2. Soak the gelatin for a few minutes and drained well, enter the gelatin in a saucepan with the grape juice and heat until it begins to look into boiling, cut and remove the well prepared.
3. Run ½ liters of cream, adding gradually half a tablespoon of sugar, mix the cream with cranberry juice and grape juice, then spread the cream obtained on the cake you made and enter it in the refrigerator to gelatin solidifies well.
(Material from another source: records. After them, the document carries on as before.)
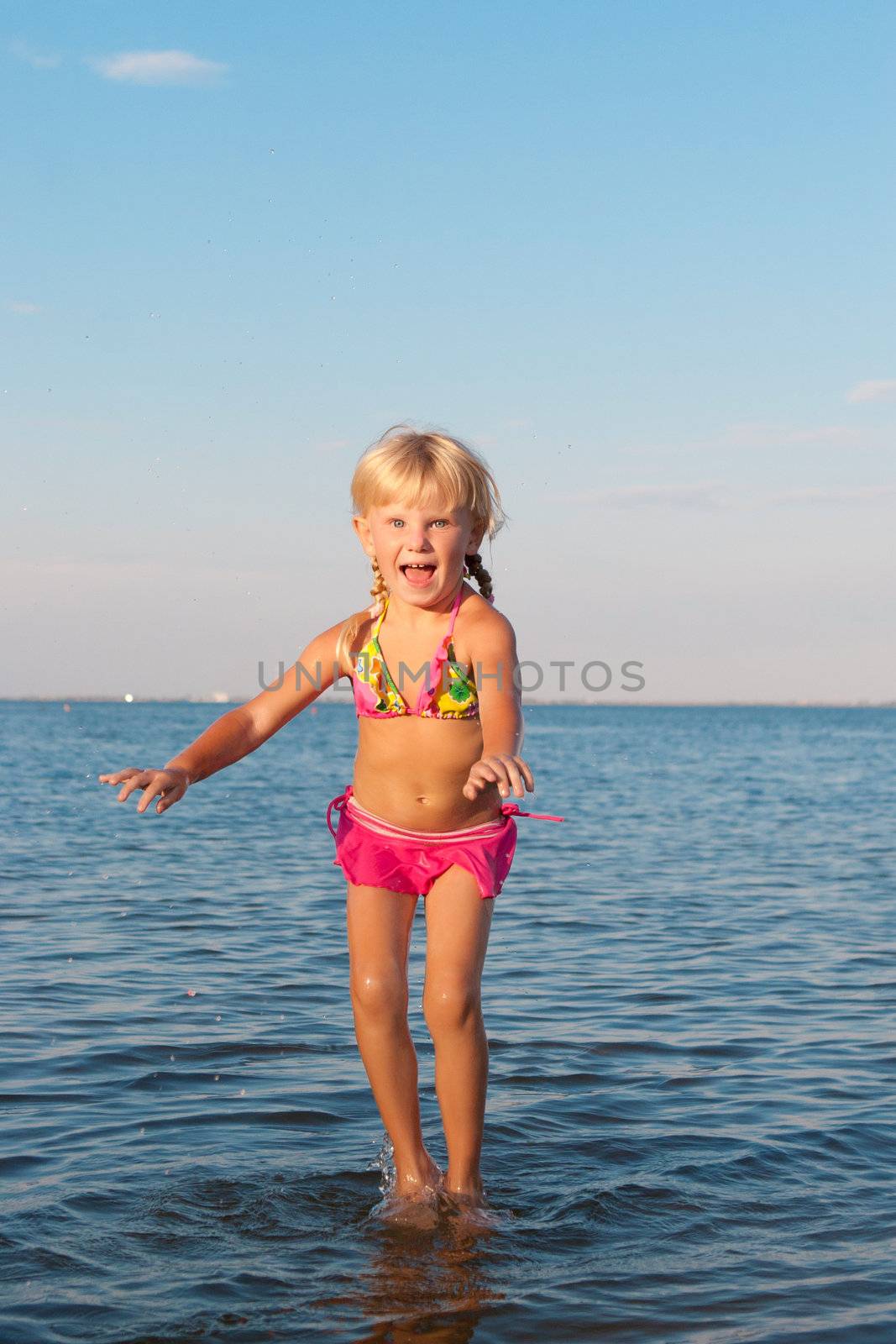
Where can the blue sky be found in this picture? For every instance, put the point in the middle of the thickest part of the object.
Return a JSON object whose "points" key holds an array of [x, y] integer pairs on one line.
{"points": [[638, 255]]}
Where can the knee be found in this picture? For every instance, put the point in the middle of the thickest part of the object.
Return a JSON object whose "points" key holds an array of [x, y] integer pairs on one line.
{"points": [[452, 1005], [378, 994]]}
4. After 1 hour, remove the cake from the refrigerator and beat the remaining cream together the remaining sugar to enter the pastry cream into the hose and nozzle, using a star decorates the cake with rosettes of whipped cream. Finally a rosette on each of blueberries to reservations.
And BLUEBERRY CHEESE CAKE
Ingredients (for filling):
• 1 L. cream
• 12 eggs
• 800 gr. Philadelphia Cheese
• 300 gr. sugar
• ½ bottle of condensed milk
Ingredients for the base:
• 2 strips of marie biscuits
• 150 gr. Hazelnut
• 300 gr. butter cream
Development of the database:
1. Milled hazelnut cookie and leave it up as dust. Add the butter cream and knead until you make a dough. Then stretched by the mold with the help of hands. Leave a half inch thick, more or less well and squeeze the dough by the edges. Place in refrigerator 10 min.
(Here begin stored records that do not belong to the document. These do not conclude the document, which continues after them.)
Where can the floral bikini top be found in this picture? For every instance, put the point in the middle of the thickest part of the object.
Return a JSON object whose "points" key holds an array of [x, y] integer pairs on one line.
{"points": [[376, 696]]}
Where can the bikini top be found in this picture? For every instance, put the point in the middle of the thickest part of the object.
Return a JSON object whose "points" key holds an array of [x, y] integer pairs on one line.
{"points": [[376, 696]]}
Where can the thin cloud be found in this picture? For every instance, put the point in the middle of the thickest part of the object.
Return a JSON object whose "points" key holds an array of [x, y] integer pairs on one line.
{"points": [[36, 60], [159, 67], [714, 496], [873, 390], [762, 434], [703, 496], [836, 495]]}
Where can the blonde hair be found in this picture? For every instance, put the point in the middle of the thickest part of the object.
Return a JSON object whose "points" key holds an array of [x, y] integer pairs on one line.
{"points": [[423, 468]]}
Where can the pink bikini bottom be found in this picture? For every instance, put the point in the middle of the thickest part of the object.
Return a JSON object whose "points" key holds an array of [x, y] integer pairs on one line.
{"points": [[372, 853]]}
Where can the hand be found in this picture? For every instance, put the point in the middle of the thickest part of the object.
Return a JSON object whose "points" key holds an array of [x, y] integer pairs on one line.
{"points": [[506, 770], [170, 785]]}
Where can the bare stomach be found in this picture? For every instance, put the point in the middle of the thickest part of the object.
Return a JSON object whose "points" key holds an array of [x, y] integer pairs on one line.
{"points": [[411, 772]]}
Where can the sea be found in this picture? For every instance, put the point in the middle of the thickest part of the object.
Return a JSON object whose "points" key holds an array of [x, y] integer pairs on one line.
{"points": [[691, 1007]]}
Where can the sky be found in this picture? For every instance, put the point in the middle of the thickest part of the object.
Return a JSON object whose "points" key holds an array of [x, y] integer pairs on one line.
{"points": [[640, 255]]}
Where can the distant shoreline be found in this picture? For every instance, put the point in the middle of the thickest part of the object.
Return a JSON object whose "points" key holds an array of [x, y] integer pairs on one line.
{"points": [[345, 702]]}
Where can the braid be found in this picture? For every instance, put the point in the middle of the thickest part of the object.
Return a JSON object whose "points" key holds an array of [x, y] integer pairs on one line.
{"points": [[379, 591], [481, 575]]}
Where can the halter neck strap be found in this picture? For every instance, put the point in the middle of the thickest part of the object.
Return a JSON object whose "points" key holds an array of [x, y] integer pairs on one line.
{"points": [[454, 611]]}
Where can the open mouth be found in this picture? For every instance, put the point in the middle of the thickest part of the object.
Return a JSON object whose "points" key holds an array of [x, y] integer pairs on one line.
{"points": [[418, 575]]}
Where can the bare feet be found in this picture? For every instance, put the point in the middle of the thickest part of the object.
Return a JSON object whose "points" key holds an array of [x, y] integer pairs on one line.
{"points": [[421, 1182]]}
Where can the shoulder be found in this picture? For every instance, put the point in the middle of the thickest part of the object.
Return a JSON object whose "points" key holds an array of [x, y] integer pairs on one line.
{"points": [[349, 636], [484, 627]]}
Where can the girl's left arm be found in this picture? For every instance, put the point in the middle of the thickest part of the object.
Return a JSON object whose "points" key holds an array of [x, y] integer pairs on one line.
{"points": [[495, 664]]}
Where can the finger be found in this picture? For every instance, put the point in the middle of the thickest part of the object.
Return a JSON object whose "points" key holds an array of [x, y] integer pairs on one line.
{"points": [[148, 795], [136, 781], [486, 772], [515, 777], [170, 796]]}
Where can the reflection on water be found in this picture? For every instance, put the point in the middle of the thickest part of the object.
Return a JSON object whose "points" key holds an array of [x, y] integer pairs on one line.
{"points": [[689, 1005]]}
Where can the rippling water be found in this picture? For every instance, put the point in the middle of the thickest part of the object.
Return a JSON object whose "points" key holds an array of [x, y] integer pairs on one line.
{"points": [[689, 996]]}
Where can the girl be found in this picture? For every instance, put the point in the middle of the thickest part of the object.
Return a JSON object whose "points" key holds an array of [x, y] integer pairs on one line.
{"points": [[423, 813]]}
1. Together all ingredients and beat with mixer.
2. Pour the filling into the tin and bake at 140 degrees to dry 15 to 20 min. Pinchas and if the knife comes out clean it is now. Let cool and lubricants. We can cover the cake with blueberry sauce or strawberries.
NOTE: These numbers come out two large molds.
• 1 onion
• 30 gr. butter
• 500 gr. minced beef
• 75 cc. cream cheese (cream)
• 100 gr. breadcrumbs
• Salt, freshly ground black pepper
• 2 tablespoons chopped parsley
• 1 egg
1. Peel the onion and pica brunoise (very thin). Melt butter in a skillet and sauté onion over medium heat until it begins to caramel. Apart reservation.
2. Mix ground beef with caramelised onion, bread crumbs soaked with the cream, chopped parsley, egg, some salt and black pepper. Stir well.
3. Prepares dough balls with moistened hands.
4. Fry the meatballs over low heat in butter until golden brown on all sides.
5. Once fried, add to the pan a little water and the cream. Salpimienta leaves and cut a few minutes, until sauce thickens.
6. Napadas Serve meatballs with cream sauce, accompanied by boiled potatoes, cranberry jelly and other soft fruits, and pickled gherkins.
• 750 cubic centimeters of milk
• 250 cubic centimeters in cream for cooking
• 200 grams sugar
• 10 eggs
• 1 tablespoon brown vanilla essence
• Caramel for mold
• Blueberries preserved
• 250 grams of fresh blueberries
• 1 liter of wine
• 200 grams sugar
• 1 tablespoon black pepper in grains.
1. Heat the milk in a saucepan with cream.
2. Whisk the eggs in a bowl with sugar and vanilla.
3. Add the hot milk and mix.
4. Pour this preparation into a mold previously caramel flan.
5. Water bath to bake in the oven at low temperature until it curdled.
6. Allow to cool in the fridge.
7. Confit blueberries. Cook the wine with sugar and crushed peppercorns. Reduce by half and add the blueberries. Cook for 5 minutes and allow to cool.
8. Serve ice cream with preserved blueberries on top.
BLUEBERRY WITH DULCE DE JOCOQUE
• 1 kg of blueberries
• brown sugar to taste
• Juice of 1 / 2 lemon
• One cup of liquid jocoque (or cream)
• Sesame Semillitas
1. Put cranberries in a colander and wash well.
2. Place them in a pan with brown sugar, and lemon juice.
3. Stir and add liquid jocoque
4. Serve in molds and garnish with sesame seeds.